Monday, 7 October 2013

September 2013 Review

September usually goes by in a flash.

Swimming after work is now part of the routine. I'd been thinking about doing that for a while, but it took the insomnia thing to kick me into it. My swimming has rapidly improved, and I aim for fifteen minutes of fairly serious exertion, rather than long marathons. I graduated to proper dead-lifts on the Big Wheels, and am now at 3x10x60 kgs. Stop sniggering: you don't have my curved lower spine, which means I have to be super-careful about style, and need I remind you, you're way younger than me. Pull-ups are still a sticking-point: I'm doing more reps, but at levels of support that are truly embarrassing.

Sometimes the little things make a difference. I replaced the XL tee-shirts I've been wearing for years under my blue office shirts with some L Autographs from M&S, and though those hug my abs in a non-flattering way, my office shirts now fit a lot better.

One lunchtime I went down to Byron near Spitalfields Market and ordered a Classic-no-onions to take away, and haven't looked back. One big dose of cow at half-one or so sets me up for the rest of the day. I don't feel drowsy at 15:00 and I don't feel sugar-crashed at 16:30 either. It's not the cheapest lunch, but what use is a snack that sends me to sleep and bounces my blood-sugar?

Sis and I had supper at Marco Pierre White's Steak and Alehouse on Middlesex Street, which is not as expensive as you might think and a solid meal, and was given a little drama by the Central Line halting for long enough to make me think that catching a bus in the rain at Holborn would be a good idea, which lasted for as long as it took to find out on Tube Checker that the line was running again, and so I jumped off at the next stop and went back to Chancery Lane.
Taking Krauser's comment about not listening to "Woe is me my girl walked out I hate everybody" music, I started to put more instrumentals on the phone for travel-to-work music. Much though I like Seether's Holding On To Strings Better Left To Fray, it does have a negative emotional load I don't need. So as I write, I have Digweed's Structures 2, Bedrock and Live In London, Maya Jane Cole's Heaven, DJ Kicks and Comfort, Sasha's Airdrawndagger, Renaissance's The Mix Collection: The Tale of Us, and a bunch of post rock from Explosions in the Sky and Mogwai.

I saw Upstream Colour and Rush - I'm just less and less captivated by the movies at the moment; and I read a bunch of stuff, including Sandy Nairn's Art Theft, about recovering the Turners for the Tate, the first volume of Transmetropolitan (Back On The Streets)  and short studies on the history of Pop Art, Mark Rothko, Jasper Johns and Nan Goldin, as well as Fight Club, and Nick and Norah's Infinite Playlist ….. Nick and Norah is way better than the movie and it's genre as a "teen novel" suggests, and I was struck by how much the Manosphere makes more sense after I read Fight Club (the movies isn't quite enough).

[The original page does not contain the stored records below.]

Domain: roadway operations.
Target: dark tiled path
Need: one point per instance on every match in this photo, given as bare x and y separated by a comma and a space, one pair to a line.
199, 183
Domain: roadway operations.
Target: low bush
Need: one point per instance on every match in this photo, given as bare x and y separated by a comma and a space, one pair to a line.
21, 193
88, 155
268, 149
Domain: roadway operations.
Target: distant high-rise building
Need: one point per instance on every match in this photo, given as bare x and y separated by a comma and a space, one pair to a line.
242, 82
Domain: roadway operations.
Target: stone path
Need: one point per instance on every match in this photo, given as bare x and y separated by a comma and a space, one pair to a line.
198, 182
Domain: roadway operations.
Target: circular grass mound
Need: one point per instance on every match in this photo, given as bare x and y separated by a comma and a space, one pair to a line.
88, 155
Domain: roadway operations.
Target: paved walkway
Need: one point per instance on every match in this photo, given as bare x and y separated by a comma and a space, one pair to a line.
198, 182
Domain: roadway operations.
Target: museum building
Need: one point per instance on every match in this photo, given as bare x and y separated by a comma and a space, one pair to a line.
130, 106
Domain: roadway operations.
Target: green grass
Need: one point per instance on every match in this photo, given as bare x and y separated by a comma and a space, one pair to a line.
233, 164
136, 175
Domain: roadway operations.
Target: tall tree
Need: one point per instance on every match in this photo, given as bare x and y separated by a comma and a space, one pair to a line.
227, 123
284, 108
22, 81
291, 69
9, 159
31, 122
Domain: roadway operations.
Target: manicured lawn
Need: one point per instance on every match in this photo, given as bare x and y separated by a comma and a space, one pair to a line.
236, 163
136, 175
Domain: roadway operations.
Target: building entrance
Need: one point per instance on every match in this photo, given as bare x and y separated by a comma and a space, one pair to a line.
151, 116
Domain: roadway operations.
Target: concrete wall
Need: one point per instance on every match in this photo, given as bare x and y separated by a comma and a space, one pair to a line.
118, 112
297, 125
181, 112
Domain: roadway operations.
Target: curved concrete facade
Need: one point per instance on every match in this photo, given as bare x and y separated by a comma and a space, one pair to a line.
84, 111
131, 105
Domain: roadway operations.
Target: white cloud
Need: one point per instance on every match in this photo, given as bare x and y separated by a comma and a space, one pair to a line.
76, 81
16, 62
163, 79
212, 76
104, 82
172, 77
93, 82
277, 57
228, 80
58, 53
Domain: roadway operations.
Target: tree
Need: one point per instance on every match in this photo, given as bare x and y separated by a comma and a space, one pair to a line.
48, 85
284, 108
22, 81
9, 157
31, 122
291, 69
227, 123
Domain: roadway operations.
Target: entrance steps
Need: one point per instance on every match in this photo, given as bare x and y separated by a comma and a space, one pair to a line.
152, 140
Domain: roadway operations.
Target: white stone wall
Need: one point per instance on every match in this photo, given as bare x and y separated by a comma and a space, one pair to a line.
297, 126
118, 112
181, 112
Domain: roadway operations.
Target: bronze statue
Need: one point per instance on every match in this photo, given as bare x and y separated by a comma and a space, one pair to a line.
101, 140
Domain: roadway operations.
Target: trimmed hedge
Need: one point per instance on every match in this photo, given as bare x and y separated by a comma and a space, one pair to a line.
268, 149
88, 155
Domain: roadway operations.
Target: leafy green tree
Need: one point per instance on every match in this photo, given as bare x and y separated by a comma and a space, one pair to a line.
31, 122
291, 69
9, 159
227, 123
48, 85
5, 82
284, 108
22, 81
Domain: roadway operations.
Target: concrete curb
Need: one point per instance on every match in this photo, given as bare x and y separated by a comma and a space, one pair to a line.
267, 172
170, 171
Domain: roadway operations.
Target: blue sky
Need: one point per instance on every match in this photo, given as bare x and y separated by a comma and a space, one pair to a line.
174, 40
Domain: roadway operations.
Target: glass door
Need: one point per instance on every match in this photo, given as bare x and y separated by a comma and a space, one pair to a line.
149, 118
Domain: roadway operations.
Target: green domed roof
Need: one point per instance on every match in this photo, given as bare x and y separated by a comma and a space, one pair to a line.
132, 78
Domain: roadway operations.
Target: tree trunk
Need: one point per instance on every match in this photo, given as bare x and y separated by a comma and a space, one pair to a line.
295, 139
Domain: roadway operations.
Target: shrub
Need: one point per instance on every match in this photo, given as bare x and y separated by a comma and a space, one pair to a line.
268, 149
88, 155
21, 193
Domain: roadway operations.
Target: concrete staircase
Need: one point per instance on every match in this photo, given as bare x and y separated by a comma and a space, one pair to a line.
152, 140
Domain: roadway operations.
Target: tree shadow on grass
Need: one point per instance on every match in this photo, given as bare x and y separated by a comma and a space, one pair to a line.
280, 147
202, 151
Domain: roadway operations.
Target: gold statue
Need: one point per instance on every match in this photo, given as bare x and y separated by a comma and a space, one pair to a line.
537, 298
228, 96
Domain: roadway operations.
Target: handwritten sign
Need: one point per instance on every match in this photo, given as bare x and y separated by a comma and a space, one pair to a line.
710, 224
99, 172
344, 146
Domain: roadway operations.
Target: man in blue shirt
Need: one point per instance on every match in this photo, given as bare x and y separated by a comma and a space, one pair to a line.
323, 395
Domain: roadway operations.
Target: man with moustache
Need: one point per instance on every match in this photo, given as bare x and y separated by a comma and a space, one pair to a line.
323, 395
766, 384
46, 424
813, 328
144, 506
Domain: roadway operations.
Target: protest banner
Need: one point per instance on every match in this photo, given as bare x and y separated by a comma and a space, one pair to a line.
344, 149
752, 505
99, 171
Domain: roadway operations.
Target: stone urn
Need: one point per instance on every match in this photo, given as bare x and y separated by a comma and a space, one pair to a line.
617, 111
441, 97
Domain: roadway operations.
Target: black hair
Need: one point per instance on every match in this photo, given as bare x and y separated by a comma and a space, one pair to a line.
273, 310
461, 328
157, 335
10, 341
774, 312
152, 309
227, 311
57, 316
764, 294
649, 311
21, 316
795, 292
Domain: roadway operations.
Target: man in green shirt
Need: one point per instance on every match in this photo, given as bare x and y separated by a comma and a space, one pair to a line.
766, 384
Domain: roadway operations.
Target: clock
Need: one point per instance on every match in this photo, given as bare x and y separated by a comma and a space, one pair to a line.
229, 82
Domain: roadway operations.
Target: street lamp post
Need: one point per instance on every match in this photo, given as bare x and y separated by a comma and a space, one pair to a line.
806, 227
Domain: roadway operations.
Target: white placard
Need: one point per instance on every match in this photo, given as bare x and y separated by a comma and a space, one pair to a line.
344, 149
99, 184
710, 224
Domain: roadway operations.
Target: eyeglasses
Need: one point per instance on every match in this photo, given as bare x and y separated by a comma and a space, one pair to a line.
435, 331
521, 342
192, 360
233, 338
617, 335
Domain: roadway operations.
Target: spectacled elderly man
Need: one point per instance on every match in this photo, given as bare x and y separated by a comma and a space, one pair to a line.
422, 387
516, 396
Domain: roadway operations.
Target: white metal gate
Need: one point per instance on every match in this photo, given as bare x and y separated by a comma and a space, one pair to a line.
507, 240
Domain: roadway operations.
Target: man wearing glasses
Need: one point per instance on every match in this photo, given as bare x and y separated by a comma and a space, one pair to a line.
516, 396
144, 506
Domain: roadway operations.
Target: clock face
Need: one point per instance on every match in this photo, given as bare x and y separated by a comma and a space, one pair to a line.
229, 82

The end of the month was Lisbon with side trips to Caiscas and Sintra. What can I say? Amazing food, Bar Baia and Urban Beach Friday night to Saturday morning, hanging out with the guys, dodging the rain, the Paula Rego museum and Atlantic waves in Caiscas, a Sunday morning stroll round the Botanical Gardens, and generally chilling in Barrio Alto cafes and squares while the rest of the gang slept off their hangovers. There are going to be a whole bunch of posts on it.

And I finally found a decent explanation of what a twisting sheaf is and why - props to Andreas Gathmann. So the slow crawl to Riemann-Roch just speeded up a lot.